Seçim sistemi ve siyasal partiler

Seçim sistemi ve siyasal partiler

Öncelikle herkesin kullandığı oy elbette ki sadece kendisini ilgilendirir. Oy tercihi bana göre kişinin dinsel tercihi gibi kutsaldır. Bununla birlikte bu konuda yapılan tercih ne o siyasi partinin doğru bir tercih olduğuna işaret eder, ne de farklı tercihlerde bulunan seçmenlerin koyun olduğuna. Öyle olsaydı 1982 darbe anayasasına halkın %92 ile evet demesinin de doğru tercih olduğunu savunmak gerekirdi.

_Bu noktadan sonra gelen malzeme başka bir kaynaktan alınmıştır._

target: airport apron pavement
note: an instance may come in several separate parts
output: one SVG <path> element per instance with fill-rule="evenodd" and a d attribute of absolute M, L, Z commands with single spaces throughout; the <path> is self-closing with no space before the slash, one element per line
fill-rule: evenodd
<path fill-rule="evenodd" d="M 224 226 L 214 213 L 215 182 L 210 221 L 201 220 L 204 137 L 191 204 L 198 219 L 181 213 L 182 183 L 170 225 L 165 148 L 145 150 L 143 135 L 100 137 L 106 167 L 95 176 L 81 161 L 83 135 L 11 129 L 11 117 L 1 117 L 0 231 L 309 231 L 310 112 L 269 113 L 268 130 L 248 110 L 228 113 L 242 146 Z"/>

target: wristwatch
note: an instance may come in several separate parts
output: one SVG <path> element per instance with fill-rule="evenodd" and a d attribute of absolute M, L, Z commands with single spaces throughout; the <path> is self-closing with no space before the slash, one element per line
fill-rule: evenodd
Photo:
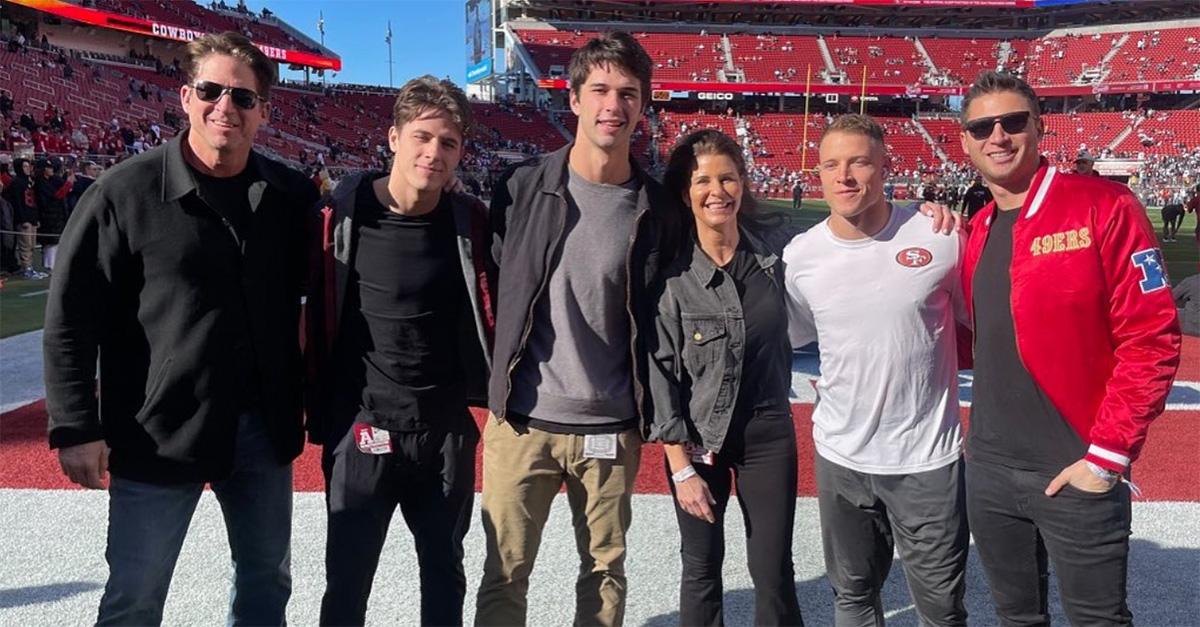
<path fill-rule="evenodd" d="M 1109 468 L 1104 468 L 1104 467 L 1097 466 L 1096 464 L 1092 464 L 1091 461 L 1087 462 L 1087 470 L 1092 471 L 1092 474 L 1094 474 L 1094 476 L 1097 476 L 1097 477 L 1099 477 L 1099 478 L 1102 478 L 1102 479 L 1104 479 L 1104 480 L 1106 480 L 1109 483 L 1116 483 L 1117 480 L 1121 479 L 1121 473 L 1120 472 L 1110 471 Z"/>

Başka bir deyişle genel kural olarak çoğunluğun borusunun öteceği aşikardır, ancak çoğunluk her zaman haklı değildir.  O halde savunulması gereken nedir? Bana göre üzerinde durulması gereken, halkın cahil bırakılmamasıdır. Halkın sadaka kültürüne mahkum edilmemesidir. Halkın din üzerinden, mezhepler üzerinden, etnik kimlikler üzerinden siyaset yapanlara itibar etmelerine fırsat vermeyecek ilkeli ve çağdaş bakış açısına kavuşturulmasıdır. Halka, kutuplaşmaya çanak tutanlara sıcak bakmamalarını sağlayacak dayanışma ve birliktelik bilincinin aşılanmasıdır. Siyasal parti yapılanmalarının ön seçime ve tabana dayalı olarak sağlanmasıdır. Siyasal partilerin çıkar örgütleri olmasının önüne geçilmesidir. Halkın magazin kültürü, sulu yarışma kültürü, ağdalı dizi kültürü, tantanadan ibaret  gürültülü müzik kültüründen bir an önce kurtarılarak;  çağdaş sanatların, edebiyatın, resim, “heykel” gibi güzel sanatların, tiyatronun özendirilmesidir, aşılanmasıdır. Demem o ki günümüz Türkiye’sinde ne yazık ki siyasi partiler eşit koşullarda rekabet etmemektedir yukarıda saymaya çalıştığım nedenlerden ötürü. Demokrasinin adı vardır, esamesi okunmamaktadır. Özlenen demokratik, çağdaş olgunluğa, fırsatların eşit olduğu siyasal seçimlere bir an önce kavuşabilmek umuduyla. Umut fakirin ekmeği. Ye babam ye. 
Ne güzel söylemiş Tevfik Fikret “Müsademe-i efkardan Barika-i hakikat doğar” diye.